Engraçado,o meu orgulho por um trabalho têm duração efêmera.Dura no máximo vinte
dias,depois disso só percebo os inúmeros defeitos,e fico ruminando sobre um possível trabalho futuro do qual possa me orgulhar de novo,para me decepcionar
algum tempo depois.Sempre recebi muitas cartas de estímulo,mas lembrar-me de
qual HQ causou mais impacto ou choque nos leitores é um esforço inútil.Acho mais
prático lembrar-me de um filme de impacto ou um livro,e até mesmo de um quadro,
do que de uma HQ que eu tenha feito.
-Na época da Vecchi,havia aquele terror urbano;com roteiros geralmente do
Ota, situado em favelas do Rio de Janeiro.Era uma forma de aliviar a violência que já era enorme nos anos oitenta e hoje é totalmente incontrolável?

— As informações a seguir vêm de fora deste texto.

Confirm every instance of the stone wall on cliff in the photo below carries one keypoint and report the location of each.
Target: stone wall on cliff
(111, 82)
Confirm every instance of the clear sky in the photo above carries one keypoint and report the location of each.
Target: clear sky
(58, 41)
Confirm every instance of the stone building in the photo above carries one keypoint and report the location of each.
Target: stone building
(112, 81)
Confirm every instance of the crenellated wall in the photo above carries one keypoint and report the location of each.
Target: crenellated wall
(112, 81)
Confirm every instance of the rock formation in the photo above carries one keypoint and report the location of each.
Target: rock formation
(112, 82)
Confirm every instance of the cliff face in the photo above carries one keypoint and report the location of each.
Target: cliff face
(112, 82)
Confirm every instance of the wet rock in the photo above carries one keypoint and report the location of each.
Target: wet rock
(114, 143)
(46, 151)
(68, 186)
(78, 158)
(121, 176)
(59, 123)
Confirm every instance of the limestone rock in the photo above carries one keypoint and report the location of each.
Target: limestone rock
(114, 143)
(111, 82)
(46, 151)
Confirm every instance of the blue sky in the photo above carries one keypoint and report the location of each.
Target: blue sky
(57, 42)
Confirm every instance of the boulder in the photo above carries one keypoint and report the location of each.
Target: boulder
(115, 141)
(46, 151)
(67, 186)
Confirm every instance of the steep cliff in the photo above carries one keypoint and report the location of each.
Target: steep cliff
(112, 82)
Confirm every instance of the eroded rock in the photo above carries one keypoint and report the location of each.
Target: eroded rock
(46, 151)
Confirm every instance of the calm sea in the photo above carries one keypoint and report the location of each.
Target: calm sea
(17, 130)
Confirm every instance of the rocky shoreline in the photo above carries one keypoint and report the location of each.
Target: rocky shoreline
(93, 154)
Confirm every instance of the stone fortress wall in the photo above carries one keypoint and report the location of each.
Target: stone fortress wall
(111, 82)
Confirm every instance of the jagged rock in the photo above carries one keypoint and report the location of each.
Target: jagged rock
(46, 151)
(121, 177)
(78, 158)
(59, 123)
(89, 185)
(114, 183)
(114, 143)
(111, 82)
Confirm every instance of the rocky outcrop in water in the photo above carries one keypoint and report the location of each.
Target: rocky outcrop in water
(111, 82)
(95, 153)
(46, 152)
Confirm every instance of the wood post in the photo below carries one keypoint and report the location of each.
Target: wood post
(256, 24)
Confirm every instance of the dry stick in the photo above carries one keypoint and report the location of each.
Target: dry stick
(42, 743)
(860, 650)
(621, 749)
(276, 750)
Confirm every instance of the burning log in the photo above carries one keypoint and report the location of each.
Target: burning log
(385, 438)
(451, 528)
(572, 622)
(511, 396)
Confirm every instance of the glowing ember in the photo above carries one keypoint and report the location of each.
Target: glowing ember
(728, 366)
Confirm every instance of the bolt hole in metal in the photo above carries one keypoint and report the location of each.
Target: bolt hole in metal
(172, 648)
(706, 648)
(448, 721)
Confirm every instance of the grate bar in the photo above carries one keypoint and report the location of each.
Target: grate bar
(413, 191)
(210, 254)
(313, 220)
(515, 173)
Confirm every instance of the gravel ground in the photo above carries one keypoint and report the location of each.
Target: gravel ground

Acho que o Ota buscava roteiros calcados do cotidiano por comodismo,inspirados nos
noticiários de TV e jornais.Como Hollywood costuma fazer:Guerra fria , serial-killer,terrorismo,narco -tráfico,etc,etc.Experimente ligar a TV
comum, ou a cabo,e visitar uma vídeo -locadora.
-Soube que você criou uma HQ chamada a maldição do AI-5,fale sobre ela.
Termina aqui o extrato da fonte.